From the boundedness assumption on the reward, we can also bound $|V_i|\leq \frac{r_\text{max}}{1-\gamma} = V_\text{max}$ and $\Delta \leq 2 V_\text{max}/N_M$.
We require enough samples so that with probability at least $1-\delta$ the error in our approximation of $\hat{V}$ is within $\epsilon$ of the true value.
By the Hoeffding inequality, we can ensure this is the case by choosing $N_M$ such that
\begin{equation}
    \delta \leq 2\exp{\left(-\frac{N_M\epsilon^2}{2V_\text{max}^2}\right)},
\end{equation}
which corresponds to the smallest integer $N_M$ such that
\begin{equation}
    N_M \geq \log\left(\frac{2}{\delta}\right)\left(\frac{2 V_\text{max}^2}{\epsilon^2}\right).
\end{equation}

\subsection{Monte-Carlo sampling}

The alternative method to using closed-form expressions for the moments of the return distribution given an MDP sample would be to in turn approximate these through Monte Carlo samples, as done in \cite{learningtodefer}.
To do so, given the infinite horizon nature of the MDPs we are considering, we would have to accumulate rewards over a roll-out with a finite number of steps $T$, thus incurring in some error, which can be bounded above by $\gamma^T V_\text{max}$. Note that the tightness of this bound will depend entirely on the reward structure of the MDP, and that this is not a source of error that can be reduced by repeatedly sampling transitions.
For the purposes of the analysis presented, we will be generous in mostly ignoring the computational cost associated with sampling trajectories for a given MDP.
In practice, sampling from a categorical distribution (i.e. sampling the trajectories for a given MDP) is significantly faster than sampling from a Dirichlet distribution (i.e. sampling the transition matrix), so we incorporate the overall computational cost of trajectory sampling into the modest condition that $T$ cannot be arbitrarily large, but assume infinite trajectory sampling capability otherwise.
This assumption allows us to determine the value for the $i^\text{th}$ given MDP arbitrarily accurately up to this error, so that the distance between the true value $V_i$ to the accumulated finite sum of rewards $V_i'$ will be bounded by $|V_i - V'_i|\leq \gamma^T V_\text{max}$.
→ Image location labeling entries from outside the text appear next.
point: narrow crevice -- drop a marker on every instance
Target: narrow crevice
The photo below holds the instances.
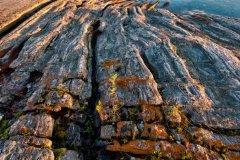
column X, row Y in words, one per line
column 10, row 27
column 91, row 151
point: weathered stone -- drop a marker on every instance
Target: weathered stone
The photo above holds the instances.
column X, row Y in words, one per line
column 154, row 132
column 32, row 141
column 15, row 150
column 151, row 113
column 127, row 129
column 172, row 114
column 145, row 147
column 199, row 152
column 71, row 155
column 40, row 125
column 233, row 155
column 74, row 137
column 128, row 55
column 107, row 132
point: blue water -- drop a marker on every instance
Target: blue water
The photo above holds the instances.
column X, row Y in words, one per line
column 230, row 8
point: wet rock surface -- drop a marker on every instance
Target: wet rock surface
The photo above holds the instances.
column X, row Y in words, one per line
column 120, row 80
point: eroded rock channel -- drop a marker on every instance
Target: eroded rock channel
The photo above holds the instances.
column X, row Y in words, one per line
column 120, row 80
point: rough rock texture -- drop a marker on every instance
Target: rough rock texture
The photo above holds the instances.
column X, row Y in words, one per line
column 120, row 80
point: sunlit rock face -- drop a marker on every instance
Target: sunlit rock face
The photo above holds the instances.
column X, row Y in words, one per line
column 120, row 79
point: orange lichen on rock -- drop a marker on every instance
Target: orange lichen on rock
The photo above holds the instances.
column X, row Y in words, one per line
column 123, row 82
column 154, row 132
column 233, row 155
column 146, row 147
column 109, row 63
column 151, row 113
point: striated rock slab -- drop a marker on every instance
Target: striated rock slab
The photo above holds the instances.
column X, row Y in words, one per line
column 146, row 81
column 11, row 149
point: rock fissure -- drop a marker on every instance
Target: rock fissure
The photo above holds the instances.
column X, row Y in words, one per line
column 119, row 80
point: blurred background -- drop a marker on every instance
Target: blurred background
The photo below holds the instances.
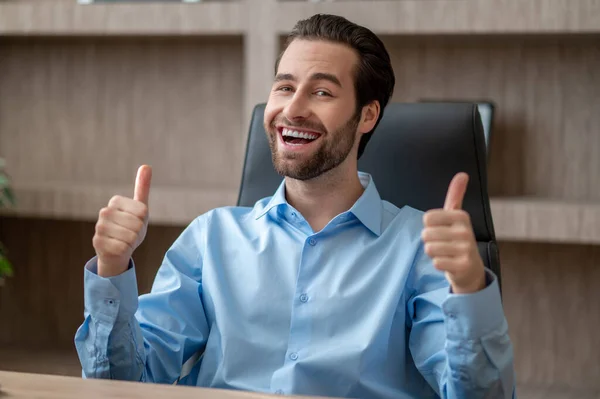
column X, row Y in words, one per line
column 90, row 91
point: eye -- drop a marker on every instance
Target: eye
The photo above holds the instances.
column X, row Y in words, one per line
column 322, row 93
column 284, row 88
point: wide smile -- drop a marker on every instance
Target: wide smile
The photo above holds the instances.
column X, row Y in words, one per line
column 294, row 139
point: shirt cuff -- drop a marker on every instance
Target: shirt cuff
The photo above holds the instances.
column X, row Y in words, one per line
column 473, row 316
column 110, row 298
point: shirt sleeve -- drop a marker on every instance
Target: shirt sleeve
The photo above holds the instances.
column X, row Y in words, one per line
column 459, row 342
column 147, row 338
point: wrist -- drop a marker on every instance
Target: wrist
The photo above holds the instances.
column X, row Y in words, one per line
column 111, row 268
column 474, row 284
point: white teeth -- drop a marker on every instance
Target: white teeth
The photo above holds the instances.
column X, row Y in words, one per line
column 301, row 135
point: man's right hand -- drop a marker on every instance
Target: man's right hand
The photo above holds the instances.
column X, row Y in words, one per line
column 122, row 226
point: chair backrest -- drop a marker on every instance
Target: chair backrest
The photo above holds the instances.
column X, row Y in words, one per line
column 412, row 156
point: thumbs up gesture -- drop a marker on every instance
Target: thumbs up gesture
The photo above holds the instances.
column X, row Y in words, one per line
column 450, row 241
column 122, row 226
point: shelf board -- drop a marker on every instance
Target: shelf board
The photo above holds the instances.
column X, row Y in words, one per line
column 168, row 205
column 69, row 18
column 515, row 219
column 453, row 16
column 539, row 220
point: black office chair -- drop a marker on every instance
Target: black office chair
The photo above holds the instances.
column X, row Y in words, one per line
column 412, row 156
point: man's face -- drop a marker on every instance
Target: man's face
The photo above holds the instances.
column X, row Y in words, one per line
column 310, row 118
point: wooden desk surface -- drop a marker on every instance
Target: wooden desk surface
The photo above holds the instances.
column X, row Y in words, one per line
column 42, row 386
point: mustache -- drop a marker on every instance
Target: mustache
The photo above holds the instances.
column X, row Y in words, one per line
column 282, row 120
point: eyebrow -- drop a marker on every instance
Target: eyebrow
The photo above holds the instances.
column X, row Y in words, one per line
column 315, row 76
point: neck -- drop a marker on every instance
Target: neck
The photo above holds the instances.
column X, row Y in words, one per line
column 321, row 199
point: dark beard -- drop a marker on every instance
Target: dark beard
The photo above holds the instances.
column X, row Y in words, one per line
column 327, row 157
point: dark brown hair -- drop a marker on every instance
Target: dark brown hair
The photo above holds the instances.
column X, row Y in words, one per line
column 374, row 78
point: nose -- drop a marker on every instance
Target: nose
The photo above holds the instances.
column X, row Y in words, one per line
column 297, row 108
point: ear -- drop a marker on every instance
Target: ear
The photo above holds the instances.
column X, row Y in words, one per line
column 368, row 117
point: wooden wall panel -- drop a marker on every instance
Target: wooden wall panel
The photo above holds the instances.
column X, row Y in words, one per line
column 546, row 140
column 83, row 112
column 552, row 303
column 42, row 305
column 550, row 296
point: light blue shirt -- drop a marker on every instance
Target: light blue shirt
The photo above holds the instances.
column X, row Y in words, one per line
column 354, row 310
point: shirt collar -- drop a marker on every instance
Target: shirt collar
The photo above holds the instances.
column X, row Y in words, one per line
column 367, row 208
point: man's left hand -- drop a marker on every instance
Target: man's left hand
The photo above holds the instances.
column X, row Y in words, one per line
column 450, row 241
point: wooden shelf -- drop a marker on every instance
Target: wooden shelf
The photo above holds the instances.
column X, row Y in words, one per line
column 453, row 16
column 168, row 205
column 515, row 219
column 53, row 17
column 56, row 17
column 66, row 363
column 539, row 220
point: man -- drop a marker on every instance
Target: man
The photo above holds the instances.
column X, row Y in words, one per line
column 321, row 289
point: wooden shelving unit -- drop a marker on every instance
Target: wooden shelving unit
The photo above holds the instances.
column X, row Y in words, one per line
column 89, row 92
column 515, row 219
column 437, row 17
column 168, row 206
column 60, row 17
column 551, row 221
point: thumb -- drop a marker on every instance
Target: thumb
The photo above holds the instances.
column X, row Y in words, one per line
column 142, row 184
column 456, row 191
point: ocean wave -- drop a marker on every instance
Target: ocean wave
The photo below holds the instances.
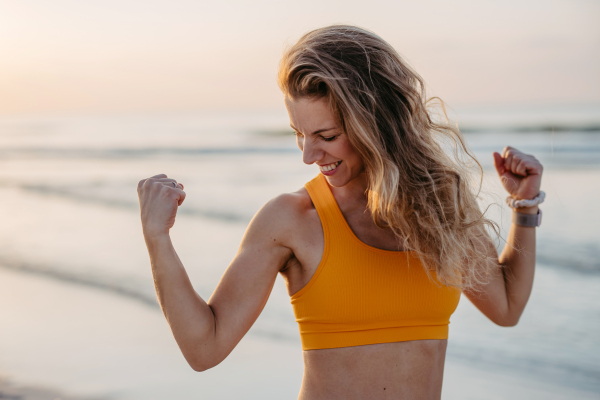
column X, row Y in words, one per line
column 76, row 153
column 67, row 193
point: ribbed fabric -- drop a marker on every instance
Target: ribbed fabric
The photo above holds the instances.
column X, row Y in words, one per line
column 363, row 295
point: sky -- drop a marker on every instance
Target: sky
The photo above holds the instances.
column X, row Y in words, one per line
column 73, row 56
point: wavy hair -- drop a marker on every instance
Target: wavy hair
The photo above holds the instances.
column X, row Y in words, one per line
column 420, row 171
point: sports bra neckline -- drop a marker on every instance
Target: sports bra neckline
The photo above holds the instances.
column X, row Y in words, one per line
column 340, row 215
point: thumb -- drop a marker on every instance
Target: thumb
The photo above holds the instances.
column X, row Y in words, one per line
column 499, row 163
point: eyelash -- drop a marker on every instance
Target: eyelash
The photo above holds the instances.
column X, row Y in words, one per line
column 327, row 139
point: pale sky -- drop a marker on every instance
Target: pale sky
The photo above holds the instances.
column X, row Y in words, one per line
column 90, row 56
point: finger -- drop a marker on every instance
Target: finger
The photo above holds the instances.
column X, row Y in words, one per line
column 521, row 167
column 499, row 163
column 515, row 159
column 506, row 151
column 181, row 196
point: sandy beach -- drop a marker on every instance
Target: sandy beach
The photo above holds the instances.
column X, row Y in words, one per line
column 61, row 340
column 78, row 315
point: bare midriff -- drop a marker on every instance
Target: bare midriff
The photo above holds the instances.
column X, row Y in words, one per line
column 401, row 370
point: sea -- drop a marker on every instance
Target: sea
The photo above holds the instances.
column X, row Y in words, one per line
column 78, row 311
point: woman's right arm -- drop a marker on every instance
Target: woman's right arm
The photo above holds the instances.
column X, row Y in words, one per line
column 207, row 332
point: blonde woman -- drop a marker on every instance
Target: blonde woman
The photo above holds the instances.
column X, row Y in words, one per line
column 376, row 250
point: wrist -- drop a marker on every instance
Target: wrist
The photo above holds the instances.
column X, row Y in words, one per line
column 527, row 210
column 154, row 239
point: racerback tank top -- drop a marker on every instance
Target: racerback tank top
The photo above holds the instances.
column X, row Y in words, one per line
column 362, row 295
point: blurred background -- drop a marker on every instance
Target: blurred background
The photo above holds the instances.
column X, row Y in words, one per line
column 96, row 95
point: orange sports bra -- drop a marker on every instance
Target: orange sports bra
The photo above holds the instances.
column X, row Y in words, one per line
column 362, row 295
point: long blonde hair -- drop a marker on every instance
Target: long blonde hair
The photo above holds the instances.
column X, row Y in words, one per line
column 419, row 168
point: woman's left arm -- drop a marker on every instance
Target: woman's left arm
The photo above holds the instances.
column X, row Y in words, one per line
column 504, row 297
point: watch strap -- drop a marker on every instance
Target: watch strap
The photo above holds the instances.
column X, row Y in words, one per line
column 528, row 220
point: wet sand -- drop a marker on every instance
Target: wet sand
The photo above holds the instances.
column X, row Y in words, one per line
column 86, row 344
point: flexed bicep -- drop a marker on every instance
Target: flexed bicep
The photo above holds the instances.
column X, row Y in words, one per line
column 247, row 283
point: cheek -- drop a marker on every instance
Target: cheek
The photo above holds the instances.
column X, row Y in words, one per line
column 300, row 142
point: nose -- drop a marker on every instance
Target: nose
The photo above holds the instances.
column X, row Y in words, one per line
column 311, row 153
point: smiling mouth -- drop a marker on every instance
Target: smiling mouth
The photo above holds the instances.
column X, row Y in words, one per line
column 329, row 167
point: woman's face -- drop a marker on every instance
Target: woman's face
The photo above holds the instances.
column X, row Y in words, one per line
column 322, row 141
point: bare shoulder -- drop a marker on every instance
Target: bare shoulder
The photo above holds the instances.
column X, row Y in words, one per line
column 283, row 217
column 284, row 212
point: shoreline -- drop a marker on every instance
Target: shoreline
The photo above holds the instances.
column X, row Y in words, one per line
column 10, row 390
column 102, row 346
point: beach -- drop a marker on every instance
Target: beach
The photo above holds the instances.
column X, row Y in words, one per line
column 79, row 314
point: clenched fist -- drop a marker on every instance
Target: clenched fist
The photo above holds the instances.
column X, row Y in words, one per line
column 159, row 198
column 520, row 173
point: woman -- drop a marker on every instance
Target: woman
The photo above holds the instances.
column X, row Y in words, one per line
column 376, row 250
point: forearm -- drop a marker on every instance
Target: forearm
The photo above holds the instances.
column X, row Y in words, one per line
column 191, row 319
column 518, row 261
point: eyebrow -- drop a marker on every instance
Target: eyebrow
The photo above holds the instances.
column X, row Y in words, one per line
column 315, row 132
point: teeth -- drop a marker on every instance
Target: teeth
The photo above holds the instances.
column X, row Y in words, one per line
column 329, row 167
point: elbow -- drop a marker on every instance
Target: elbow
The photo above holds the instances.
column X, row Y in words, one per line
column 508, row 321
column 202, row 365
column 202, row 362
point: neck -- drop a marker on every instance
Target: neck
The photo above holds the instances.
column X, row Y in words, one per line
column 355, row 190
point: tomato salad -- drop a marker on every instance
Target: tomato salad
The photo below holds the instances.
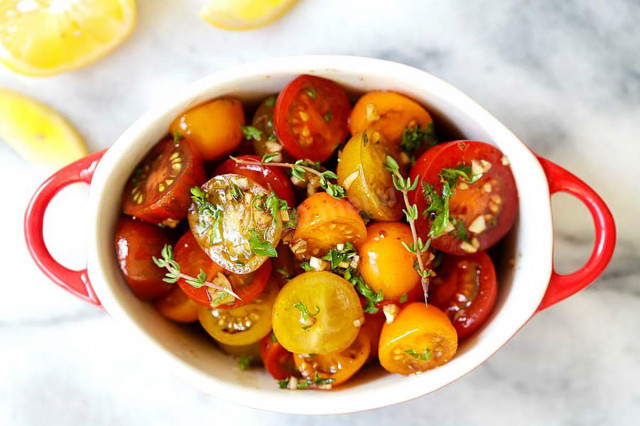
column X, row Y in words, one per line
column 321, row 237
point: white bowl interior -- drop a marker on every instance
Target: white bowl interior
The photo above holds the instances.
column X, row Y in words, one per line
column 193, row 356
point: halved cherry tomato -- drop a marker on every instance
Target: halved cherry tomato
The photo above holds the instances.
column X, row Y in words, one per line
column 232, row 222
column 339, row 366
column 276, row 359
column 361, row 172
column 323, row 222
column 487, row 207
column 178, row 307
column 385, row 264
column 241, row 326
column 310, row 117
column 192, row 259
column 317, row 312
column 136, row 243
column 268, row 177
column 388, row 112
column 158, row 189
column 372, row 328
column 465, row 289
column 214, row 128
column 420, row 338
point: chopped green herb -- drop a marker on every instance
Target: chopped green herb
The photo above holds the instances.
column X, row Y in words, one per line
column 261, row 247
column 251, row 132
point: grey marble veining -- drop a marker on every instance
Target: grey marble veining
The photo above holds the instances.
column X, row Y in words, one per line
column 565, row 76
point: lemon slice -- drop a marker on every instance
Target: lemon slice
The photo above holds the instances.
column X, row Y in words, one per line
column 38, row 133
column 244, row 14
column 46, row 37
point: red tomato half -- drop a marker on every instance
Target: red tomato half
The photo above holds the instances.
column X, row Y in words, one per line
column 310, row 117
column 192, row 259
column 491, row 200
column 136, row 243
column 465, row 289
column 158, row 189
column 276, row 359
column 269, row 177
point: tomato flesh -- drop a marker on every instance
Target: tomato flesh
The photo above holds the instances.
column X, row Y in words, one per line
column 136, row 244
column 192, row 259
column 491, row 200
column 268, row 177
column 465, row 288
column 158, row 189
column 276, row 359
column 310, row 117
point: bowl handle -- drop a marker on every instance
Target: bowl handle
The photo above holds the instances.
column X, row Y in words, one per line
column 75, row 282
column 562, row 286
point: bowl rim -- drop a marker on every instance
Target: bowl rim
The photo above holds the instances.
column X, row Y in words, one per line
column 338, row 401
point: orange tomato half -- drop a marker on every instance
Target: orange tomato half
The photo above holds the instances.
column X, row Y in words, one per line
column 420, row 338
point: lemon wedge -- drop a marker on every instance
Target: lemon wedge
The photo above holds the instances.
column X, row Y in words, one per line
column 244, row 14
column 38, row 133
column 46, row 37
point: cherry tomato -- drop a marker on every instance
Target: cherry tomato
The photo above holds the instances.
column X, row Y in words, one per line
column 339, row 366
column 361, row 172
column 310, row 117
column 385, row 264
column 214, row 128
column 388, row 112
column 178, row 307
column 192, row 260
column 233, row 224
column 268, row 177
column 276, row 359
column 317, row 312
column 372, row 328
column 136, row 244
column 420, row 338
column 158, row 189
column 465, row 289
column 240, row 326
column 487, row 207
column 323, row 222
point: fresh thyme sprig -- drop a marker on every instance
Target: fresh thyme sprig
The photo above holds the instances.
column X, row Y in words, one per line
column 173, row 274
column 411, row 212
column 299, row 169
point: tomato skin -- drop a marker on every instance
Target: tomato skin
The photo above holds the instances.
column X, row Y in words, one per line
column 192, row 259
column 136, row 243
column 473, row 276
column 339, row 366
column 178, row 307
column 396, row 112
column 276, row 359
column 214, row 127
column 157, row 168
column 423, row 329
column 385, row 264
column 309, row 135
column 468, row 204
column 323, row 222
column 361, row 172
column 268, row 177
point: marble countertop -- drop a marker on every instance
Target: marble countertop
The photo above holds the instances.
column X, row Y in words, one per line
column 565, row 76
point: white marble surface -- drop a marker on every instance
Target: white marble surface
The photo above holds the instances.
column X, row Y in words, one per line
column 565, row 76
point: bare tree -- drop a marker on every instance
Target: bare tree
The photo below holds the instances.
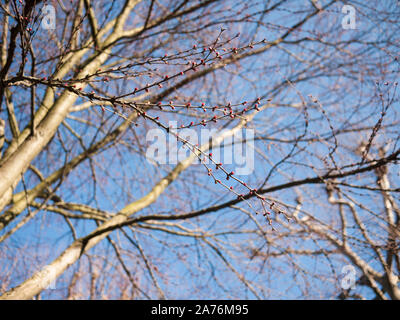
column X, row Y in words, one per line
column 85, row 87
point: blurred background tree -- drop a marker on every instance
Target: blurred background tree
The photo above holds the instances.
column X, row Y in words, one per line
column 84, row 214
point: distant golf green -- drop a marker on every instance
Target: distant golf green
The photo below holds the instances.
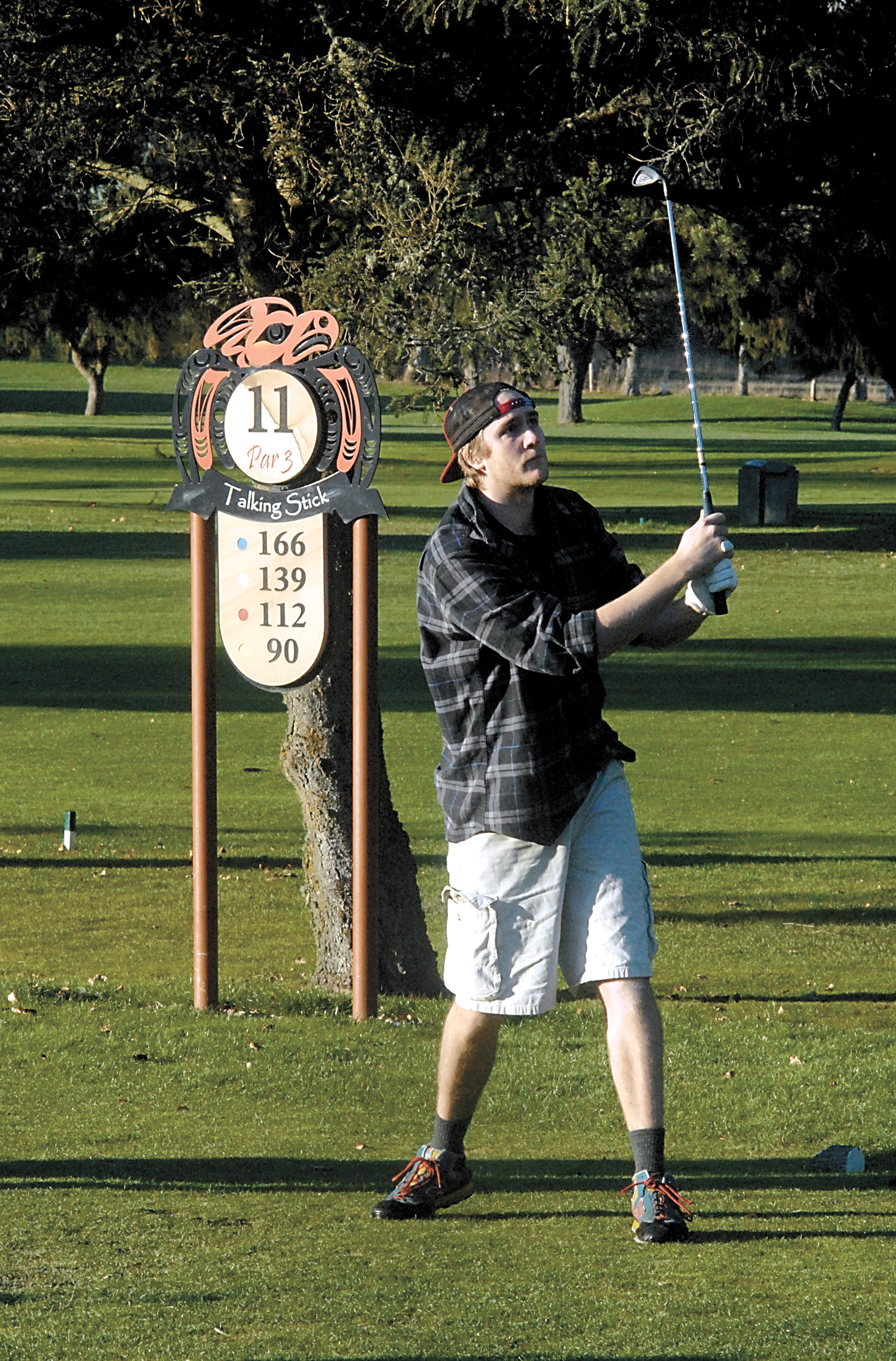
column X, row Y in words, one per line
column 211, row 1200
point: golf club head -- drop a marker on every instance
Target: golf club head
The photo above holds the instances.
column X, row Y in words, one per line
column 645, row 176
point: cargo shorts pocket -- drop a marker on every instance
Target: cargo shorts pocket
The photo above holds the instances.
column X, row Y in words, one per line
column 649, row 902
column 471, row 961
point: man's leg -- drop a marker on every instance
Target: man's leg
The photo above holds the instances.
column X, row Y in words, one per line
column 635, row 1047
column 469, row 1046
column 439, row 1175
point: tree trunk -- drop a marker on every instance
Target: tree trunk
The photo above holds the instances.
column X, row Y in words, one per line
column 631, row 383
column 93, row 375
column 842, row 400
column 317, row 758
column 742, row 370
column 573, row 353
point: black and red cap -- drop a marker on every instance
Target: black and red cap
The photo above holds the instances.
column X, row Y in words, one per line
column 473, row 412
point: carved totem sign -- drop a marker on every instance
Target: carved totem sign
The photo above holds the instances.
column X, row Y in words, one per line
column 277, row 402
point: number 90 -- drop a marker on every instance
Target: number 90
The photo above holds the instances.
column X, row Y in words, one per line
column 289, row 649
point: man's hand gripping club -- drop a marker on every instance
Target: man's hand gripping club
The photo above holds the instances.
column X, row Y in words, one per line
column 651, row 610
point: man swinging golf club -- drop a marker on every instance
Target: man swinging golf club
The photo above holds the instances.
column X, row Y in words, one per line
column 520, row 593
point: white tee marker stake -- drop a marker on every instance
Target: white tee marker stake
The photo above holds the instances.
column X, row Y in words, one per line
column 645, row 176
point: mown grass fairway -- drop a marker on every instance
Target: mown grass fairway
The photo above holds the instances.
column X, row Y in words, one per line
column 211, row 1200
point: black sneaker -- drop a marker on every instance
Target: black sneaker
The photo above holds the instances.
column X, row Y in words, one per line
column 434, row 1179
column 658, row 1209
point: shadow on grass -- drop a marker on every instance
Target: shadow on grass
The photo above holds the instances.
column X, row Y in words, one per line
column 71, row 403
column 143, row 679
column 74, row 860
column 726, row 676
column 495, row 1176
column 44, row 545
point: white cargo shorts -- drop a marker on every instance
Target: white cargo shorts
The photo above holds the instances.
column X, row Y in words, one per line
column 518, row 909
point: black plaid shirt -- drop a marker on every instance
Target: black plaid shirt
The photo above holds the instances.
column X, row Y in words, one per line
column 508, row 644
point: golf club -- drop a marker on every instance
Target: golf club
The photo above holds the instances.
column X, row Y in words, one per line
column 645, row 176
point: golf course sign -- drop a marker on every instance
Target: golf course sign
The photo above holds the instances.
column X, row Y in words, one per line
column 274, row 400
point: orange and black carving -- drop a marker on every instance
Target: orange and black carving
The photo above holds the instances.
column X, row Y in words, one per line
column 270, row 334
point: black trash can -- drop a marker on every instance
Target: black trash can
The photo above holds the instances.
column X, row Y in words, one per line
column 767, row 492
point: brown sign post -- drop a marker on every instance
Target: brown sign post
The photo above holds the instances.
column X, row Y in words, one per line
column 277, row 400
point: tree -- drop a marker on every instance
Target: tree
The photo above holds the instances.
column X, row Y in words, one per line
column 167, row 167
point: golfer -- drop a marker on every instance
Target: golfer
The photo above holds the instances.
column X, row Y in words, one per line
column 520, row 594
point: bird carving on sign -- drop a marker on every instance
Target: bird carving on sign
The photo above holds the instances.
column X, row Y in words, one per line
column 269, row 334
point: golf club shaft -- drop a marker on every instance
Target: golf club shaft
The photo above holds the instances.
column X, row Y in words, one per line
column 719, row 598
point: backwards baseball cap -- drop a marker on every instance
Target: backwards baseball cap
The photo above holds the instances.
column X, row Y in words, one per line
column 473, row 412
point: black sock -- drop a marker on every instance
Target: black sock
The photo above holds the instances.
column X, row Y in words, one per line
column 649, row 1151
column 449, row 1134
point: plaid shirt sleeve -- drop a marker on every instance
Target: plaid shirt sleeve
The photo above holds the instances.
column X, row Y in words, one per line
column 483, row 598
column 511, row 658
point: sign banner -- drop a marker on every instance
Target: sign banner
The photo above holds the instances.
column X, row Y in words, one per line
column 275, row 505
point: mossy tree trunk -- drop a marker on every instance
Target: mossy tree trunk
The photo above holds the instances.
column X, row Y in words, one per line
column 843, row 397
column 93, row 372
column 317, row 758
column 573, row 353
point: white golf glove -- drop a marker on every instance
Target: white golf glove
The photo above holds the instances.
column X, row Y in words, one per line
column 699, row 594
Thus, we can consider the distance
\begin{align}
    \left|\hat{V} - \frac{1}{N_M}\sum_i V'_i\right| &\leq
    \left|\hat{V} - \frac{1}{N_M}\sum_i V_i\right| + \left|\frac{1}{N_M}\sum_i V_i - \frac{1}{N_M}\sum_i V'_i\right| \\
    & \leq \left|\hat{V} - \frac{1}{N_M}\sum_i V_i\right| + \gamma^T V_\text{max},
\end{align}
so that if 
\begin{equation}
    \left|\hat{V} - \frac{1}{N_M}\sum_i V_i\right| + \gamma^T V_\text{max} \leq \epsilon,
\end{equation}
with probability at least $1-\delta$, then the distance to the original estimate also satisfies
\begin{equation}
    \left|\hat{V} - \frac{1}{N_M}\sum_i V'_i\right| \leq \epsilon.
\end{equation}
with at least probability $1-\delta$.

As such, we apply the Hoeffding inequality in the form
\begin{equation}
    \mathbb{P}\left(\left|\hat{V} - \frac{1}{N_M}\sum_i V_i\right| \leq \epsilon - \gamma^T V_\text{max}\right) \geq 1 - 2\exp{\left(-\frac{N_M^2(\epsilon - \gamma^T V_\text{max})^2}{2V_\text{max}^2}\right)}.
\end{equation}
Note that this also imposes a minimum horizon truncation of $T>\log(\epsilon/V_\text{max})/\log\gamma$. Explicitly including the probability threshold $\delta$ now corresponds to finding an $N_M$ such that
\begin{equation}
    \delta \leq 2\exp{\left(-\frac{N_M^2(\epsilon - \gamma^T V_\text{max})^2}{2V_\text{max}^2}\right)},
\end{equation}
so
\begin{equation}
    N_M \geq \log\left(\frac{2}{\delta}\right)\frac{2 V_\text{max}^2}{(\epsilon - \gamma^T V_\text{max})^2}.
\end{equation}

This bound corresponds to a worsening by a factor of $(1-\gamma^T V_\text{max}/\varepsilon)^{-2}$ in the number of samples required to get comparable accuracy to the method that uses exact moments.
For example, for the gridworld setup considered ($\gamma=0.999, r_\text{max}=1$ and positing $\epsilon=0.001$) would require an order of magnitude of $T\approx 10^5$ for every rolled out trajectory, (of which we are assuming to be able to carry out an arbitrarily large number to obtain this bound) at which point the contribution of the trajectory sampling to the bottleneck would be severe and require a completely different bound to take it into account.
Thus, for the regime we consider, choosing to compute exact moments does save computation towards the computational bottleneck of taking samples from a Dirichlet posterior.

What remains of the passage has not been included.